David Brent encontraria emprego, hoje?

Ricky Gervais, que dançou desajeitadamente rumo às telas de TV interpretando Brent, na inovadora série “The Office”, em 2001, foi entrevistado recentemente sobre o programa que ele criou, com Stephen Merchant. “Hoje a série seria cancelada”, ele disse, falando no sentido cultural e não comercial. “Estou só esperando que as pessoas decidam escolher um motivo para cancelar.”

Gervais mais tarde explicou no Twitter que sua declaração era “claramente uma brincadeira”. Acredito que fosse brincadeira. O “claramente” é discutível, dado o longo histórico de Gervais como postulante de um humor real demais para o gosto da patrulha do pensamento. De qualquer forma, foi uma coisa estranha a dizer no momento em que a elogiada série comemorava seus 20 anos de lançamento.

Mas, se Gervais não exatamente tinha um argumento, ele estava pelo menos perto disso. “The Office” bem poderia ser recebida de maneira diferente se fosse lançada hoje (e o Ricky Gervais de hoje talvez não criasse uma série como aquela). Mas as razões vão além do “cancelamento” e se relacionam a mudanças no estilo narrativo da televisão –acontecidas pelo menos em parte porque “The Office” e séries parecidas surgiram, para começar.

Nas comédias, assim como nos dramas, mais ambiciosos da televisão, a trajetória dos últimos 20 anos não vai de séries ousadas e de risco para narrativas inofensivas e sem espinha dorsal. Mas ainda assim o que aconteceu foi, em termos amplos, uma transição da ironia para a sinceridade.

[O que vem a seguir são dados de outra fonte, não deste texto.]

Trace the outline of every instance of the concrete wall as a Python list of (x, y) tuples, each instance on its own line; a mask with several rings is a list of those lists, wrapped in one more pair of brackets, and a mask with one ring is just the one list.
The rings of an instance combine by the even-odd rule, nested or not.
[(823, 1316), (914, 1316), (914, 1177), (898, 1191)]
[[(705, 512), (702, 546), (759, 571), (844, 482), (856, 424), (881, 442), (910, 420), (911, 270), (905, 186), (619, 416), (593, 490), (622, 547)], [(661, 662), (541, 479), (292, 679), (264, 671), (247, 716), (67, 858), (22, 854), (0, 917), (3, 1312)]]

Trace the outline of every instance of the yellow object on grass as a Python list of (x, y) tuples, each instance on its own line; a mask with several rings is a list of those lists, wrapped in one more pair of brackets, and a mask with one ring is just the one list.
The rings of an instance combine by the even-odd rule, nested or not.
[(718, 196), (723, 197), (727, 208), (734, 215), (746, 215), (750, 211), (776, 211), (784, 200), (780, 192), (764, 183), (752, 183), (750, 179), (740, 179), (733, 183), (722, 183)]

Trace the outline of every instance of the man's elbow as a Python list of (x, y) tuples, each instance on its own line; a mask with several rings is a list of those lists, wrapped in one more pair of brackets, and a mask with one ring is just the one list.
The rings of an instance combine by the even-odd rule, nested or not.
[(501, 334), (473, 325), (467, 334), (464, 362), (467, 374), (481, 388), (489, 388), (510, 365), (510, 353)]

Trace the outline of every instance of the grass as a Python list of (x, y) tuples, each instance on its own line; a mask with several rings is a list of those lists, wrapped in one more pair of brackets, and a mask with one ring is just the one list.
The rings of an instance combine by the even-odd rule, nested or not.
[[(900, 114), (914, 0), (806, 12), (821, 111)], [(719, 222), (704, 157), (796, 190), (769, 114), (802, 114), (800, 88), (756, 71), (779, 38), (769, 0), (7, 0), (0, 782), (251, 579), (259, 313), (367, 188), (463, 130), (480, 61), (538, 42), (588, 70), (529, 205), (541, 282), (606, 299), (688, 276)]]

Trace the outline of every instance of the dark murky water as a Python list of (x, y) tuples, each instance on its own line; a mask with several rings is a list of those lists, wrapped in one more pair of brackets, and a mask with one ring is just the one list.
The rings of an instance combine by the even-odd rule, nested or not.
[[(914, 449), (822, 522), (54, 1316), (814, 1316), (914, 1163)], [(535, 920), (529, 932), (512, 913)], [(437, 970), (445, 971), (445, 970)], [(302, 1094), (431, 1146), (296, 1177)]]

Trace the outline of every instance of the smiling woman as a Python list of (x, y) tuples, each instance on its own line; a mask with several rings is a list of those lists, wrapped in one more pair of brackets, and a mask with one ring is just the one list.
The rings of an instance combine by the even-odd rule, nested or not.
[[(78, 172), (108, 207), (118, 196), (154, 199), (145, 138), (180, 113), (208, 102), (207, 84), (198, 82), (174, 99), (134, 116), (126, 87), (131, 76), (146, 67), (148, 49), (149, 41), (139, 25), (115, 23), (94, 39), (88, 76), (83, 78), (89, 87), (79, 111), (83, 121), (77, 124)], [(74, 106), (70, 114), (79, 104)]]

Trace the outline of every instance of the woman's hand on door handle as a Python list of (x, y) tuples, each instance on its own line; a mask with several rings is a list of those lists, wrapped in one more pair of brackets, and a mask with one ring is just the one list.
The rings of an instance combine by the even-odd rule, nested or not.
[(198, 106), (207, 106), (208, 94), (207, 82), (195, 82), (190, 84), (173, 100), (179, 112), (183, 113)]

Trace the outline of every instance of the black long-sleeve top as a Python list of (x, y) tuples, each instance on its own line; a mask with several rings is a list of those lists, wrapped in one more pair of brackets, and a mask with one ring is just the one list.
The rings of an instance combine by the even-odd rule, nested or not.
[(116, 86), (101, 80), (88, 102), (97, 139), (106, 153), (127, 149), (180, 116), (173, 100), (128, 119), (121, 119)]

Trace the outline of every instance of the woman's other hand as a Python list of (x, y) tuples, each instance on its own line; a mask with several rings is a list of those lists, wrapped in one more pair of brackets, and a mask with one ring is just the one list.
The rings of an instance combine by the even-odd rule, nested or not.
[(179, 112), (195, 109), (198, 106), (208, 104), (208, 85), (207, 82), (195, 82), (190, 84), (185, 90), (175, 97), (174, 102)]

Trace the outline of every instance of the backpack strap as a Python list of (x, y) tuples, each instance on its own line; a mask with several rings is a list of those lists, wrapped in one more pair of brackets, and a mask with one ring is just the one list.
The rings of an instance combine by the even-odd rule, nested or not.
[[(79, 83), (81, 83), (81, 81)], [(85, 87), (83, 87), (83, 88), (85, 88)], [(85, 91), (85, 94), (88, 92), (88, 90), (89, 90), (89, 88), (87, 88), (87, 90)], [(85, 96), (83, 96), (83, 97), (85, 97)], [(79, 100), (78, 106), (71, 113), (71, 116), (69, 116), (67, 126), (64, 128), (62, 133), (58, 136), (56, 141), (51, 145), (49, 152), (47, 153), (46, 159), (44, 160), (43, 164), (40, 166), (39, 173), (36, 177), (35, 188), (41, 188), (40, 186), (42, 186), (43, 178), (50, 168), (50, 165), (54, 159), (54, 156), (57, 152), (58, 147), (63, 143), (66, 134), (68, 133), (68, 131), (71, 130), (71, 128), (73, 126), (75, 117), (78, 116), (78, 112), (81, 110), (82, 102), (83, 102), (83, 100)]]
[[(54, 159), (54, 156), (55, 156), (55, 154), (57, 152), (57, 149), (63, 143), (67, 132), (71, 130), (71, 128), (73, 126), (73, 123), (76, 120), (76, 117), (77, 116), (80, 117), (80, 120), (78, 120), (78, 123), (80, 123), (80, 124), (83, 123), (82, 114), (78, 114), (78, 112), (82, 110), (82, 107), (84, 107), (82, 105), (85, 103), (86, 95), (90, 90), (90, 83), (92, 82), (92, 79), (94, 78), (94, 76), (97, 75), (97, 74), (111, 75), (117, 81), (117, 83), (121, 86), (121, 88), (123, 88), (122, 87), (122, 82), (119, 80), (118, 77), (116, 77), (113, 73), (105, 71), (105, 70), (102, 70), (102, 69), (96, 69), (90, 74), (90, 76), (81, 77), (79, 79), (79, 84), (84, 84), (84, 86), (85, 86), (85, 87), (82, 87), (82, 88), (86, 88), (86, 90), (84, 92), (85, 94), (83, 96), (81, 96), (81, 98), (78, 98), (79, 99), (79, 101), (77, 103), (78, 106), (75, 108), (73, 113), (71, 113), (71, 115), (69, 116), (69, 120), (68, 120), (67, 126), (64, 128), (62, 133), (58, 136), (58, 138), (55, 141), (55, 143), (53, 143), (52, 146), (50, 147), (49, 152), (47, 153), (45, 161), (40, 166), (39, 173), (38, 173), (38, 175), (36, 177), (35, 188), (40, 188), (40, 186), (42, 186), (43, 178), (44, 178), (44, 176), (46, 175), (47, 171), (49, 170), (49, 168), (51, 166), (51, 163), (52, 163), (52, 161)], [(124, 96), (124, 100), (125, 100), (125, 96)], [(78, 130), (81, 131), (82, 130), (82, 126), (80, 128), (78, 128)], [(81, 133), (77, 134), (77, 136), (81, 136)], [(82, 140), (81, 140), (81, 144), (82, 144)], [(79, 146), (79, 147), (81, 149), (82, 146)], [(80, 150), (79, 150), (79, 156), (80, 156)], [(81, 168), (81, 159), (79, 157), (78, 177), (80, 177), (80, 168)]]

Por ironia, aqui, não quero dizer cinismo ou sarcasmo, apesar da confusão popular que costuma existir entre os termos. Falo de um modo de narrativa irônico, no qual aquilo que uma série “pensa” é diferente daquilo que seu protagonista faz. Duas décadas atrás, as histórias mais distintivas que havia na televisão eram definidas por um tom de distanciamento acerbo. Hoje, existe uma probabilidade maior de que sejam sinceras e diretas.

Podemos perceber a mudança nas carreiras de alguns dos maiores astros dessa mídia, e em sua energia criativa mais ampla. A mudança poderia ser atribuída ao cansaço quanto a comédias com personagens repulsivos e histórias de anti-heróis, à exaustão quanto à transformação da ironia em arma cultural, a transformações no universo de telespectadores ou a mudanças nos criadores de programas de TV —tudo isso e mais.

Mas o que extraímos disso é que, se David Brent pareceria deslocado em 2021, não seria por causa da repressão imposta por algum departamento cultural de recursos humanos; seria por causa da moda televisiva atual de dizer coisas como se acreditássemos mesmo nelas —para o bem e para o mal.

Algumas semanas atrás, eu e meus colegas críticos do The New York Times criamos uma lista com as 21 melhores séries americanas de humor dos últimos 21 anos. A ordem é cronológica —odeio rankings que tentam transformar arte em matemática—, e isso tem o benefício adicional de apresentar um instantâneo sobre a história televisiva recente.

A lista começa com séries como “Curb Your Enthusiasm”, “Arrested Development” e a versão americana de “The Office”, programas cujos protagonistas são comicamente irritantes ou sujeitos completamente sem noção. E termina com a calorosa comédia dramática “Better Things” e com “PEN15”, uma série sobre jovens que amadurecem juntos; os personagens dessas séries podem ser imperfeitos ou canhestros, mas mesmo assim o objetivo é que o espectador se identifique com eles.

Se o capeta padroeiro da comédia no começo do século era o David Brent de Gervais – ególatra, desesperado pelo afeto dos outros, casualmente vulgar e insultuoso para com seus subordinados—, o rosto essencial da comédia atual talvez seja o de Ted Lasso, o americano transplantado para a Inglaterra como treinador de futebol, que cita Anne Lamott, encoraja seus jogadores a se manterem psicologicamente saudáveis e faz bolos para sua chefe. Ele é tão docinho que a tentação é a de embalar e vender o homem como bombom.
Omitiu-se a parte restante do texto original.